Mr. Renzi’s Excellent Adventure

Author: Rik // Filed under: Congress // No Comments »

As a Republican Congressman you know that the one sign that you are officially fucked is when the Wall Street Journal (aka. The Paper of Record for Incredibly Wealthy Campaign Donors) goes front page with an investigation of your corrupt dealings.

He was so blatant in an attempt to extort a large copper company by forcing them to buy an alfalfa field owned by a business partner that they (knowing he’s one of the main proponents for extractive industries in Congress) started cooperating with the FBI. His Chief of Staff was so freaked out that he resigned and started cooperating with the FBI. And Paul Charlton, the US Attorney overseeing the case being built against this lock-step supporter of the Prezzz, was one of the USA 8 that got whacked by Gonzales.
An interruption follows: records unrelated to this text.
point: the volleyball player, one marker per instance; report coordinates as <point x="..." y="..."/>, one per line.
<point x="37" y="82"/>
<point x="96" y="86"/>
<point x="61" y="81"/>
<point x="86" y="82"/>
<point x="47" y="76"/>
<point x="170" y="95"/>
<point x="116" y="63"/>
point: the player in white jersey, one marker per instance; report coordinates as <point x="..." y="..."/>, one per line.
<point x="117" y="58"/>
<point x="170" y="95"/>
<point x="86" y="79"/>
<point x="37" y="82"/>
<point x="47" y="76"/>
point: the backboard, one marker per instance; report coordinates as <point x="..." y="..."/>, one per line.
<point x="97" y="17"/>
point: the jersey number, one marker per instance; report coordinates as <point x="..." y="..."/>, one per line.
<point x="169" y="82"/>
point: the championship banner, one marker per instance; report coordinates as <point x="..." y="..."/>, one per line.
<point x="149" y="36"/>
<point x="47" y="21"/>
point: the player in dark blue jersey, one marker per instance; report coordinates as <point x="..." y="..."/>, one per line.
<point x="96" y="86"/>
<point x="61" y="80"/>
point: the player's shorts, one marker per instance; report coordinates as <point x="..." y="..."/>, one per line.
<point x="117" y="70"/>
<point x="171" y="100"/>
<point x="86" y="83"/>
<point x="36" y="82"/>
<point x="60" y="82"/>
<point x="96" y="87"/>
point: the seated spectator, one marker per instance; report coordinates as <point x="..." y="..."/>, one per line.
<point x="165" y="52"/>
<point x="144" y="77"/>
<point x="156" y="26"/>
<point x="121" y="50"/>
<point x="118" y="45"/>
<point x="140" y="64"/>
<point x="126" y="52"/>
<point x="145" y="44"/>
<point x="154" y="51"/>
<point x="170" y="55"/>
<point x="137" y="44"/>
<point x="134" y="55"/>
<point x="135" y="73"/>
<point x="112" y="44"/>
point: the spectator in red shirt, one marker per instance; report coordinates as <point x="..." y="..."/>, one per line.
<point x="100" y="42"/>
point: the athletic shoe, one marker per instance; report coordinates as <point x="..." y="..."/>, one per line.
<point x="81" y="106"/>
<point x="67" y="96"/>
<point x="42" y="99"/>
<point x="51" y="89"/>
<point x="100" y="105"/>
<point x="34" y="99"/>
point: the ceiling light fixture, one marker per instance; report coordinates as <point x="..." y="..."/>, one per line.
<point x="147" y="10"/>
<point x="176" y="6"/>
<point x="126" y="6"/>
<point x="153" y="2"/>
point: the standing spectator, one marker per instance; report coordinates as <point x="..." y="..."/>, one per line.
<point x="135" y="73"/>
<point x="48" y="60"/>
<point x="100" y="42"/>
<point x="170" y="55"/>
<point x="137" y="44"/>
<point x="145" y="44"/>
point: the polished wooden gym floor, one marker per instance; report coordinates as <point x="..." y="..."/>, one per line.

The one moment of pause I have in all this is a grudging admiration for the wiley structures of Republican corruption. The Dems got Jefferson of Louisiana hiding bricks of cash in the high five figures in a refrigerator. The Repubs got dudes like Renzi with a network of shell companies and money laundering fronts that wash ill-gotten gains from overpriced land sold in trade for his votes on various issues.

I mean…bricks of cash vs. multi-million dollar land swaps. We gotta pick up our game, y’all.

April 14, 2007

Tim Walz, and President Comb-Licker

Author: Bill // Filed under: Congress, Hypocrisy (theirs) // No Comments »

Two things, that dovetail. Sort of.

First off, did you hear Tim Walz on NPR’s Midday yesterday? I knew I liked the guy (I did volunteer for him, you know) but, man, is he good or what? He spoke quite clearly about the need for foriegn policy that focuses on more than just defense. I don’t often hear lawmakers speaking that keep me that interested for that long. Sadly I missed the Q & A session, but luckily there are livebloggers for that sort of thing. He makes me that much more proud of our Democratic Congress. As always, to keep up on what Tim Walz is doing at anytime of the day (a herculean task), check out Ollie over at Bluestem Prairie..

In other news, a(nother) Bush appointee, shockingly, is drowning in his own corruption. Paul Wolrowitz, who screwed the pooch with such breathtaking ease on the war, got a promotion to President of the World Bank! Because such wonderful pooch-screwing should be shared with the developing world. Anyway, Wolfowitz went on a crusade against corruption.

“Corruption is often at the very root of why governments do not work,” Wolfowitz argued in a speech in Indonesia in April 2006.

Wolfowitz, being one of the masterminds of our current situation in Iraq, decides to fight corruption, with (wait for it) corruption! He got his girlfriend a sweet, under-the-table spot on the World Bank payroll.

Someone tell me this was some kind of genius maneuver. A kind of corruption trojan horse, wherein he tricks African “strong men” and Banana Republic dictators into thinking he’s not that different from them, and then, when they least expect it, smacks ‘em upside the head with accountability and transparency. Anyone? Bueller?

Needless to say, the Europeans are “delighted” and I’m hopeful that they’ll run him out of town on a rail.

Oh and just in case you’re having trouble linking a name with a face, recall this priceless moment, thanks to Youtube.

Now, this highlights exactly what Tim Walz was talking about. Only in a world where security is lone focus of foriegn policy would a hawkish yet neo-con idealogue like Paul “comb-licker” Wolfowitz be appointed to the a humanitarian organization like the World Bank. And, of course, he screwed the pooch there, just like he did on Iraq. Way to go, team!